← Back to 002 foundation enhancements

010 9of10

Documentation for 010_9of10 from the Ds ex repository.

Of course. Here is a detailed technical document for the ninth proposed feature enhancement: “First-Class Support for Timeouts in ConnectionManager.”


Technical Specification: First-Class Timeout Management in ConnectionManager

Document Version: 1.0 Author: AI Assistant Status: PROPOSED

1. Overview

This document specifies an enhancement to the Foundation.Infrastructure.ConnectionManager to provide first-class, end-to-end timeout management for operations executed with a pooled worker.

The current implementation of with_connection/3 includes a timeout for checking out a worker from the pool, which is a critical feature provided by poolboy. However, once a worker is checked out, there is no built-in mechanism to enforce a timeout on the work performed by that worker. If the user-provided function hangs (e.g., due to a non-responsive external API), it can hold the worker indefinitely, leading to pool starvation and cascading failures.

This enhancement will introduce a :timeout option directly into with_connection/3 that applies to the entire operation, from checkout to the completion of the user’s function.
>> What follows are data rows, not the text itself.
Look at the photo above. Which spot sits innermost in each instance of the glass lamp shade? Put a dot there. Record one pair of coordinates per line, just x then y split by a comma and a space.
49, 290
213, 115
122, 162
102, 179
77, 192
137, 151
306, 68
This will be implemented using OTP’s native Task and Task.await capabilities, making the ConnectionManager significantly more robust and predictable.


2. Problem Statement & Use Case

A DSPEx.Client.LM uses the ConnectionManager to manage a pool of HttpWorker processes that make calls to an LLM provider.

The Failure Scenario:

  1. A DSPEx.Predict program calls the LM.Client.
  2. The LM.Client uses ConnectionManager.with_connection/3 to check out an HttpWorker. The checkout succeeds quickly.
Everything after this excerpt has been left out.